En intégrant l’activité de production de neige de culture dans leur planification, les outils de planification constituent un moyen de conciliation de cette activité avec les usages prioritaires de la ressource en eau, tels que l'alimentation en eau potable.
Il convient de consacrer quelques propos préalables au cadre général de la planification de la production de neige de culture (I) afin de comprendre l’intérêt du schéma de conciliation mis en place (II).
I. Le cadre général de la planification de l’activité de production de la neige de culture
La loi sur l’eau de 1992 instaure une planification à deux niveaux avec les schémas directeurs d’aménagement de la ressource en eau (SDAGE) (articles L. 121-1 à L. 212-2-3 et R. 212-1 à R. 212-25 C. envir.) et les schémas d’aménagement et de gestion des eaux (SAGE).

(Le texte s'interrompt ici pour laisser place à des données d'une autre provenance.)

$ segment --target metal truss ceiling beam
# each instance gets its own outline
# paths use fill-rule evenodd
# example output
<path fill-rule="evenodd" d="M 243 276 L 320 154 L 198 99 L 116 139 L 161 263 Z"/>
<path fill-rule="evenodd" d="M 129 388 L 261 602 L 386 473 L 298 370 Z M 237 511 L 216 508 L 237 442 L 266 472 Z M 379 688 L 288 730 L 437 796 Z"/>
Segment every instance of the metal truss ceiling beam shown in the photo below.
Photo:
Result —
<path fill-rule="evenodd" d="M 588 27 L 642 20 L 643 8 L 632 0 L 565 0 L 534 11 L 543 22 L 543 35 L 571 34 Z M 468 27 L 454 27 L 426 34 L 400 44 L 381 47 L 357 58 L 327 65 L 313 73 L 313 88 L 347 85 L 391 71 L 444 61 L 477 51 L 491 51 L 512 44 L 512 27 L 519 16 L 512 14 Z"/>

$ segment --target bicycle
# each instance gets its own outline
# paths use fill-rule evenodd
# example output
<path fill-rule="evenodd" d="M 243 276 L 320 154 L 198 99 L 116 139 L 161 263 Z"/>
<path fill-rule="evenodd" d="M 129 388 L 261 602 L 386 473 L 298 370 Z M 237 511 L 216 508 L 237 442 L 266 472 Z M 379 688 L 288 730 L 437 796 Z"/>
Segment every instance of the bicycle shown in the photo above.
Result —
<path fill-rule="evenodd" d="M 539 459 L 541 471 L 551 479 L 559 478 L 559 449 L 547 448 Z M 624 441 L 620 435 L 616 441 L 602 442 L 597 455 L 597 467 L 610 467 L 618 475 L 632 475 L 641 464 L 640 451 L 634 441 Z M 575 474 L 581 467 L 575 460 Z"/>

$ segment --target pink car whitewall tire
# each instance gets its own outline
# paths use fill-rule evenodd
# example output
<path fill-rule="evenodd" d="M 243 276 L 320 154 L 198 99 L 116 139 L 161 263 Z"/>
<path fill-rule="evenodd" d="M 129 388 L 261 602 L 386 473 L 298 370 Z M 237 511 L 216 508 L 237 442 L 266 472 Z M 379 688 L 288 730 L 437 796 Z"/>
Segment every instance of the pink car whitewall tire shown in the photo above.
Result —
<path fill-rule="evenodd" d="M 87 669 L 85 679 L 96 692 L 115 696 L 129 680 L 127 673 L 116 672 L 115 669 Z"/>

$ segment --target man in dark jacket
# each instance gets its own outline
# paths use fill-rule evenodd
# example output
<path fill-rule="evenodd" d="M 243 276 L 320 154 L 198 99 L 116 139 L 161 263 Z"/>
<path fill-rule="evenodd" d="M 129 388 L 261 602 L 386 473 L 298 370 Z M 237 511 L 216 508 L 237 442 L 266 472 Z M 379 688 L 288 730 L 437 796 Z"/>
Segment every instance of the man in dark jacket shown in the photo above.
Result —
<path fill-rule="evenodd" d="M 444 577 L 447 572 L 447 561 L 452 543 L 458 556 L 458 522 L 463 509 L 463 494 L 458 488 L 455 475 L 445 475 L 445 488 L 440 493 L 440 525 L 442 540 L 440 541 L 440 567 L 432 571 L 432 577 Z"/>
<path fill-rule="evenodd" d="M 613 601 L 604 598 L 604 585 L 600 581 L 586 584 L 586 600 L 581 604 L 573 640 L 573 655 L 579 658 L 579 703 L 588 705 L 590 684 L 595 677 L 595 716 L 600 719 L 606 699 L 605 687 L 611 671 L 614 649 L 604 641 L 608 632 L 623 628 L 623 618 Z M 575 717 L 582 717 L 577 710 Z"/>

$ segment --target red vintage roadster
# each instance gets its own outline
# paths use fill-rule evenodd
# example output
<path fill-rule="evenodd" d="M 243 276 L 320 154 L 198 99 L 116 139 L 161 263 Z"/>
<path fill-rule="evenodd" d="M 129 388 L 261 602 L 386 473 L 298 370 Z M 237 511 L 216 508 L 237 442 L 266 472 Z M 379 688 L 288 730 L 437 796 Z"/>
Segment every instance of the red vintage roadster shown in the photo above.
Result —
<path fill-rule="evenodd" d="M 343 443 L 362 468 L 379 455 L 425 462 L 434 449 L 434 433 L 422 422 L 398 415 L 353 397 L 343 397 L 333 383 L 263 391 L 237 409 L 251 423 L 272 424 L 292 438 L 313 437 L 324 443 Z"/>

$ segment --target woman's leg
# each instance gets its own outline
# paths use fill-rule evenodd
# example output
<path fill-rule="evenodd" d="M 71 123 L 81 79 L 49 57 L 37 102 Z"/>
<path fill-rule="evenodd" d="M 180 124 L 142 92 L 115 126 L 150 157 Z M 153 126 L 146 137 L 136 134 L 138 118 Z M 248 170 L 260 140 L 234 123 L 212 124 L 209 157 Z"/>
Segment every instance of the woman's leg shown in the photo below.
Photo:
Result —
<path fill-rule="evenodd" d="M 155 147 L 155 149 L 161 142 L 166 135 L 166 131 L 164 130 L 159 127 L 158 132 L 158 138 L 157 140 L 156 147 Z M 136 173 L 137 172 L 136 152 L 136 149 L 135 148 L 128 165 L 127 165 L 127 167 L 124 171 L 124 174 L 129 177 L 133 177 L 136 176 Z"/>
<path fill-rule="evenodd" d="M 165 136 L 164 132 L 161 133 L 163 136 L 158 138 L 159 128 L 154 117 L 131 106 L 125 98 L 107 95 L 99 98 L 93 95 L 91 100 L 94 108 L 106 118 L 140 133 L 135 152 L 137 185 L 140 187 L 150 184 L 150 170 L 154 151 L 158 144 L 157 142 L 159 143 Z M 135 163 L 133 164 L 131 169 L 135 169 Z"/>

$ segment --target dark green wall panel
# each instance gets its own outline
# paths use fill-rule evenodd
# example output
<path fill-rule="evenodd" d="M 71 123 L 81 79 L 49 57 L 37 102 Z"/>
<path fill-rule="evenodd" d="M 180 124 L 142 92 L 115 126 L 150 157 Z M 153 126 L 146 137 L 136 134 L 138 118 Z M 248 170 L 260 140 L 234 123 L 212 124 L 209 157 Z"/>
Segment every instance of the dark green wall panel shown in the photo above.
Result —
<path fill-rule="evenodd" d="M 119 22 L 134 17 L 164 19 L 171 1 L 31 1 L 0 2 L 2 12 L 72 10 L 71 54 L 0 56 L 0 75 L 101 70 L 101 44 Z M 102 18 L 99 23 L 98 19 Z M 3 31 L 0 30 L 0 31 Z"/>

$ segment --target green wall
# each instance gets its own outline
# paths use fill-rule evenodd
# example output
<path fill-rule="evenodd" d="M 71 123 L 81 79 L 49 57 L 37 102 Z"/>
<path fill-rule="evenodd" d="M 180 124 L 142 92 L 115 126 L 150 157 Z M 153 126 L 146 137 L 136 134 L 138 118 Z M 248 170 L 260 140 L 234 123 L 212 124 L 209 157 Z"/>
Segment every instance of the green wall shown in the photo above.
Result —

Les évolutions intervenues avec la directive-cadre ont conduit à adapter la planification française aux nouvelles exigences. La loi n° 2004-338 du 21 avril 2004 transposant la directive cadre a enrichi le contenu de ces instruments, de même que leur portée a été renforcée par la loi n° 2006-1772 du 30 décembre 2006 sur l’eau et les milieux aquatiques (LEMA).
Les projets d’enneigement doivent prendre en compte les dispositions des SDAGE afin de prévenir toute dégradation supplémentaire de l’eau et des écosystèmes aquatiques, mais aussi de promouvoir une gestion durable de l’eau en application de la DCE.
Les SDAGE des bassins Rhône-Méditerranée et Adour-Garonne prévoient des dispositions spécifiques relatives aux installations d’enneigement "artificiel", tant en ce qui concerne la gestion de la ressource en eau et son partage, anticipant l’avenir, que la protection des zones humides de montagne.
Ces SDAGE sont relayés au niveau local par d’autres outils de planification dont les schémas d’aménagement et de gestion des eaux (SAGE) (articles L. 212-3 à L. 212-11 et R. 212-26 à R. 212-48 C. envir.). Tel est l’exemple du SAGE Drac-Romanche, adopté le 27 mars 2007 par la Commission locale de l’eau (CLE) du Drac et de la Romanche, qui prend en compte de manière plus précise l’activité de production de la neige de culture dans le partage de l’eau. Il prévoit ainsi une coordination des acteurs et la définition de règles encadrant la réalisation de retenues d’altitude et leur gestion.
Cette action a été formalisée via le Schéma de conciliation de la production de neige de culture avec les milieux et les autres usages de l’eau (alimentation en eau potable, hydroélectricité, agriculture, activités nautiques…).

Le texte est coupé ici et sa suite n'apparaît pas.